In 2008 it was Democrat Dina Titus who promised to introduce a bill to conduct presidential primaries in Nevada. “This notion of neighbors getting together with neighbors to talk about politics, that’s just not Nevada,” she said. “What I found in my caucus is that the meeting didn’t lead to collaboration, cooperation and a good discussion. It led to hostility. It’s too complicated.” And she’s a professor of political science — another oxymoron.
I used that quote in a column in which I talked about Columbia School of Law professor and election law expert Nathaniel Persily saying, “The move toward primaries has transferred power away from political parties to the media, who are then in a position to describe someone as having momentum.” I agreed.
Actually, the caucuses had all the high-minded polemic firepower of a junior high pep rally. At one Democratic caucus in 2008 I observed one group was chanting “Hill-ar-y, Hill-ar-y” while stomping their feet on the bleachers in time to the chant. Another countered with a totally vapid chant of “Yes, we can. Yes, we can.”
Well, yes, you sure did. Now someone needs to clean it up.
But what really set people off now and back in 2008 was actually having to talk with others. One newspaper letter writer wrote four years ago, “Whoever came up with this idiotic idea should be shot.

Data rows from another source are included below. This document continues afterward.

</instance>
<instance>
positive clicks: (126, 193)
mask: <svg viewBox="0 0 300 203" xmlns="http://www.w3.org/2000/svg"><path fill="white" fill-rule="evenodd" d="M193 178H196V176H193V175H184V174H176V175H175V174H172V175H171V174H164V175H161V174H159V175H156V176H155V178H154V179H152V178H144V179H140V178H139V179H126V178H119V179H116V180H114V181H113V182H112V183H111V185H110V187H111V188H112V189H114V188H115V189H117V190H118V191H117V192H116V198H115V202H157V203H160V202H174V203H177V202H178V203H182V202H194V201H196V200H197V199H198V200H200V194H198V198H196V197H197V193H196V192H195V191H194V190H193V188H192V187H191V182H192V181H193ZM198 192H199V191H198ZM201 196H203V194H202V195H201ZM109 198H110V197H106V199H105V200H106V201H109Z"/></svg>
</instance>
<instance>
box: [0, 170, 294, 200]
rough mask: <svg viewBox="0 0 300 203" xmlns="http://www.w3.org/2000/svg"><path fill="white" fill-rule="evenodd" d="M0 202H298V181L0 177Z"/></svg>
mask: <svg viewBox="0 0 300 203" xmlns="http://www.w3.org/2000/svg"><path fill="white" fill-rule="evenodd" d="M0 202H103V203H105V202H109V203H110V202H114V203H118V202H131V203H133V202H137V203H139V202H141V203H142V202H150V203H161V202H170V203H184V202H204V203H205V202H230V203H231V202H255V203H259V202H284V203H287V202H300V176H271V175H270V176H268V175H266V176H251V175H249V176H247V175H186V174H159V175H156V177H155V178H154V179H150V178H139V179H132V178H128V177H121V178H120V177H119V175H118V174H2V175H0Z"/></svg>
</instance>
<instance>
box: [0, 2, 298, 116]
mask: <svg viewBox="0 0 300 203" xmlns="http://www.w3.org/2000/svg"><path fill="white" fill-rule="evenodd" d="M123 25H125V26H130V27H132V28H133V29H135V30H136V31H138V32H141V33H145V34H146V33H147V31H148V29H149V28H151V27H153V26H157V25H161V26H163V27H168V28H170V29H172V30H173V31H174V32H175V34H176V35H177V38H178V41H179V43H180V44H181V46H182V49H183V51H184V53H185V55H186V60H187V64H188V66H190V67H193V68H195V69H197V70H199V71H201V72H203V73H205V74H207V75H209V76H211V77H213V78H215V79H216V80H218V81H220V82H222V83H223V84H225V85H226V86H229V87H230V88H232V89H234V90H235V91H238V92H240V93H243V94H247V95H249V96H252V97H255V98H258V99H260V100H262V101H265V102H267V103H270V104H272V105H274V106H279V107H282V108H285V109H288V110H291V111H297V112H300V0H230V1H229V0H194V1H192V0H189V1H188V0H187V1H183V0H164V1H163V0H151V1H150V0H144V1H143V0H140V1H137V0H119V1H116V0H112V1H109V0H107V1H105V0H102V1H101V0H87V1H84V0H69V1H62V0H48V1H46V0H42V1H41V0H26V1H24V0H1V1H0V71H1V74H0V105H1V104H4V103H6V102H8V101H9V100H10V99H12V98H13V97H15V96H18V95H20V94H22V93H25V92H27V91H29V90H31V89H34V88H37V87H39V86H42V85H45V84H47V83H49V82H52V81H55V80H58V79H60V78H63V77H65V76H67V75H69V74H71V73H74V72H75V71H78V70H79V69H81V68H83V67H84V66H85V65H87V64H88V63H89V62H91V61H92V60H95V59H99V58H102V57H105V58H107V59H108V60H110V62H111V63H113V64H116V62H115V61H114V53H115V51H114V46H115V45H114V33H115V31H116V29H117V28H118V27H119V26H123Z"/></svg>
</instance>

Meanwhile, let’s change our way to selecting candidates to a civilized format, with every eligible voter being able to make his/her selection in private and in secret …”
See today’s letters to the editor for further knee-jerk examples.

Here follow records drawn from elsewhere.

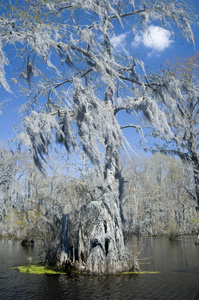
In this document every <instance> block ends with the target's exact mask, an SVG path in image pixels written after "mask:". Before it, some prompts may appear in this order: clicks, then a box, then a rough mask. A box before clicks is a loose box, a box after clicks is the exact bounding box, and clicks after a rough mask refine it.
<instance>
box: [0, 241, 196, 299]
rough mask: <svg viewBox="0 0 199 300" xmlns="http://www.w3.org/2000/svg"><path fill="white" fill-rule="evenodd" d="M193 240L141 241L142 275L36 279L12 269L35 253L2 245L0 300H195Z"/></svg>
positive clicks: (140, 255)
mask: <svg viewBox="0 0 199 300" xmlns="http://www.w3.org/2000/svg"><path fill="white" fill-rule="evenodd" d="M195 239H196V236H185V237H182V238H180V239H178V240H174V241H169V239H168V238H166V237H160V238H143V239H142V249H141V252H140V254H139V259H140V267H141V269H142V270H143V271H159V272H160V273H157V274H141V275H103V276H85V275H72V276H68V275H37V274H28V273H19V272H18V271H16V270H14V269H12V267H17V266H21V265H25V264H26V263H27V259H28V258H29V257H32V260H33V261H36V260H38V248H37V242H36V243H35V246H34V247H22V246H21V245H20V241H19V240H15V239H7V238H2V239H0V299H1V300H12V299H13V300H32V299H34V300H45V299H46V300H59V299H66V300H91V299H92V300H95V299H102V300H130V299H152V300H155V299H170V300H171V299H179V300H182V299H190V300H194V299H199V246H197V247H196V246H195V245H194V241H195Z"/></svg>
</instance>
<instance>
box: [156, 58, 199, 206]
mask: <svg viewBox="0 0 199 300" xmlns="http://www.w3.org/2000/svg"><path fill="white" fill-rule="evenodd" d="M198 71H199V53H196V54H195V55H193V56H191V57H188V58H186V59H184V60H182V59H180V58H176V59H175V61H174V62H172V63H171V62H169V63H168V67H167V69H166V70H164V72H163V74H162V76H160V77H159V78H157V81H156V82H157V86H156V88H155V89H154V92H155V93H156V89H157V90H158V91H159V96H160V97H159V98H158V99H159V100H160V104H161V105H162V106H163V109H164V111H165V114H166V117H167V120H168V123H169V125H170V128H171V131H172V136H171V137H170V138H168V137H167V138H165V136H164V135H162V133H161V132H160V131H158V130H156V129H155V128H154V129H153V136H155V137H159V138H161V139H162V141H165V140H166V143H163V144H162V145H161V146H160V145H159V146H157V147H154V149H152V150H154V151H156V150H157V151H160V152H161V153H165V154H169V155H177V156H179V157H180V158H181V159H182V161H184V162H186V163H188V164H190V166H191V167H192V170H193V174H194V181H195V193H192V192H191V191H190V190H188V192H190V193H191V195H192V197H193V199H194V200H195V201H196V203H197V206H199V152H198V147H199V109H198V105H199V85H198V84H199V76H198ZM153 80H154V79H153ZM165 81H166V82H167V85H165ZM197 209H198V208H197Z"/></svg>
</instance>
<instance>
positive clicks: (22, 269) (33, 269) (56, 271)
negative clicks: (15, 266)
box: [13, 262, 66, 275]
mask: <svg viewBox="0 0 199 300" xmlns="http://www.w3.org/2000/svg"><path fill="white" fill-rule="evenodd" d="M13 269H15V270H18V271H19V272H21V273H29V274H49V275H60V274H66V272H64V270H63V268H60V267H49V266H44V265H43V263H42V262H38V263H34V264H31V265H26V266H19V267H14V268H13Z"/></svg>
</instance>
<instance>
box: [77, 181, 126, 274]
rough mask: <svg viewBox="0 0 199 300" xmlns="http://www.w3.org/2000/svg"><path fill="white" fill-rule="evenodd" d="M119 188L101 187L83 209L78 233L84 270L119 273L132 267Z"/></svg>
mask: <svg viewBox="0 0 199 300" xmlns="http://www.w3.org/2000/svg"><path fill="white" fill-rule="evenodd" d="M118 199H119V193H118V186H117V185H115V184H113V185H112V187H111V188H110V187H107V188H104V189H103V188H99V189H98V190H96V193H95V199H94V200H93V201H91V202H90V203H88V204H87V205H85V206H84V207H83V209H82V214H81V223H80V227H79V234H78V257H79V267H80V269H82V270H84V271H87V272H91V273H116V272H121V271H123V270H127V269H129V268H130V266H129V265H128V260H127V255H126V252H125V247H124V238H123V231H122V221H121V213H120V205H119V201H118Z"/></svg>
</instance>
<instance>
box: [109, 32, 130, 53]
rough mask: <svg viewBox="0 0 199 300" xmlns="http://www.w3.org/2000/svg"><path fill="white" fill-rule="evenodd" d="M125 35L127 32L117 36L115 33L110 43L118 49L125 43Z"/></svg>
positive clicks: (122, 45)
mask: <svg viewBox="0 0 199 300" xmlns="http://www.w3.org/2000/svg"><path fill="white" fill-rule="evenodd" d="M126 35H127V33H122V34H119V35H117V36H116V35H113V36H112V38H111V43H112V45H113V47H114V48H115V49H117V50H119V49H121V48H123V47H124V46H125V45H126Z"/></svg>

The television era and the state-run primaries have turned politics into little more than a really high-stakes version of “American Idle.” Yes, I mean idle. Voters texting from their armchairs for the best quip or against the worst gaffe of the evening debates.
National conventions used to be hard fought battles for the soul of the parties. Now by the time the convention arrives, it is all over but the shouting. They are all pom-poms and confetti and giant flags and Grecian columns in coliseums. One long infomercial.
It is time to scrap the idea of primaries and even caucuses. Let’s bring back smoke-filled backrooms where ward heelers arm wrestle and cajole and make deals with the Devil, or a even a Democrat, if that’s what it takes to win.
Maybe then we would get candidates who stand for principles instead of hollow platitudes and slogans appealing to the widest possible range of buffoons and slack-jawed dullards.
But for heavens sake stop letting the state dictate how the parties choose their candidates and listening to the whiners too afraid to sully their shirtsleeves in an honest tussle. Politics should not be a beauty pageant open to all comers praying for world peace.
Maybe I’ll start my own party and call it something catchy, like the Anti-Federalists or the Curmudgocrats. Only like-minded folk may join, which means we’ll meet in a phone booth, if we can find one. But we’ll take money from anyone. Super PACs, individuals, corporations. Our candidate will sport more logos than a NASCAR driver.
Better yet, take the advice of Thomas Jefferson, who said in 1789:
“I have never submitted the whole system of my opinions to the creed of any party of men whatever in religion, in philosophy, in politics, or in anything else where I am capable of thinking for myself. Such an addiction is the last degradation of a free and moral agent. If I could not go to heaven but with a party, I would not go there at all.”